Source: News Blaze
As the demographics of the U.S. military have changed in recent years, the military has become more intent on facilitating religious practices of all of its members.
Chief Master Sergeant Aphrodite Kafka, an Orthodox Christian, who has served in the Air Force for decades, has seen changes during her time in uniform. Thirty years ago, at basic training, Kafka's commanders told her to go to the Protestant service. "It was a shock," she recalls.
More recently, while stationed at Osan Air Force Base in Korea, Kafka was given a van to drive to Seoul to attend a weekly Orthodox service. When deployed in Iraq during the Advent, she found dairy-free and meat-free food in the dining hall; and before going on a mission, she consulted with an Orthodox Christian military chaplain to get a special dispensation from her faith's dietary requirements. Recently, kosher and halal field rations became available for Jews and Muslims.
Some believe those changes in the military reflect changes in the population as a whole. There are more Muslims, Hindus and Sikhs in the United States today, and younger officers grew up in a multicultural society.
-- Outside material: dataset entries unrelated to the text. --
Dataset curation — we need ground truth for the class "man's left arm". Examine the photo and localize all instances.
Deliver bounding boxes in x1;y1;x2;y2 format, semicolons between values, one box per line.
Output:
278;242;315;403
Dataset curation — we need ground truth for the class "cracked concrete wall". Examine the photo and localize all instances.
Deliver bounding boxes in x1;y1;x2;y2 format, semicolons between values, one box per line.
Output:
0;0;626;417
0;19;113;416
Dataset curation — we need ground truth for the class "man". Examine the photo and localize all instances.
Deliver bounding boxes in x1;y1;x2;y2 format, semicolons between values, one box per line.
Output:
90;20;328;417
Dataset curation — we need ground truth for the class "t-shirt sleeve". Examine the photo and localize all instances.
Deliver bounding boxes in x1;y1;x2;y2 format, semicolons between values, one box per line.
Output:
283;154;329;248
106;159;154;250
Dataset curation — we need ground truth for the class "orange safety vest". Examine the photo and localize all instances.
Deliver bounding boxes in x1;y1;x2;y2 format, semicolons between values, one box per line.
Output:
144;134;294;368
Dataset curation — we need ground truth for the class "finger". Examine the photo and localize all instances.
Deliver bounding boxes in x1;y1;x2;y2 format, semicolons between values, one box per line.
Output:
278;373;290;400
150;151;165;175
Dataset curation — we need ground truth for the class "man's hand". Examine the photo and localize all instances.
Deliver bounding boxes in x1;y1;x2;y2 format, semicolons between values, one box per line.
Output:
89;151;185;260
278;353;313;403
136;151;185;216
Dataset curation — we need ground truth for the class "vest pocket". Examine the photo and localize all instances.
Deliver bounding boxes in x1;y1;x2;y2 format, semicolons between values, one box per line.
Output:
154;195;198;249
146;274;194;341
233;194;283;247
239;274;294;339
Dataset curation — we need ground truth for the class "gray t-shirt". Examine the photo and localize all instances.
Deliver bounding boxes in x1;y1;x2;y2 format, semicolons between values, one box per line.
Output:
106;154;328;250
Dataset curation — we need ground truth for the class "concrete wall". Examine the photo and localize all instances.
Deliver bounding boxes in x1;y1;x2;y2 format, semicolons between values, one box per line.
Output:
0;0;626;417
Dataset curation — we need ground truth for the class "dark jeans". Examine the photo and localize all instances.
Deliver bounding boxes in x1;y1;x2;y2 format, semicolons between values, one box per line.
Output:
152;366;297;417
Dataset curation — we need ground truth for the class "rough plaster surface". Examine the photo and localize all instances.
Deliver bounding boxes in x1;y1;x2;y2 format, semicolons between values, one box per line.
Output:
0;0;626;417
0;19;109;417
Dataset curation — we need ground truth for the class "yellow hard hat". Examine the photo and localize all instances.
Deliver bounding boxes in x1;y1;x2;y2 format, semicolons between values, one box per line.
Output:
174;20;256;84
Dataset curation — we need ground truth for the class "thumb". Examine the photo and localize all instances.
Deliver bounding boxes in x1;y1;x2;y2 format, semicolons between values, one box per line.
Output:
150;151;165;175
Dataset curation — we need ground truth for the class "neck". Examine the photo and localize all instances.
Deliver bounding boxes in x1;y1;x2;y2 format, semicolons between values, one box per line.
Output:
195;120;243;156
At the U.S. Military Academy at West Point, New York, for instance, a new prayer hall for Muslims recently opened.
Robert W. Tuttle, a law professor with expertise in military history at George Washington University, points to another factor - that the United States abolished the general draft in 1973. To maintain good morale in an all-volunteer force, he said, the Pentagon must pay more attention to the troops' religious needs.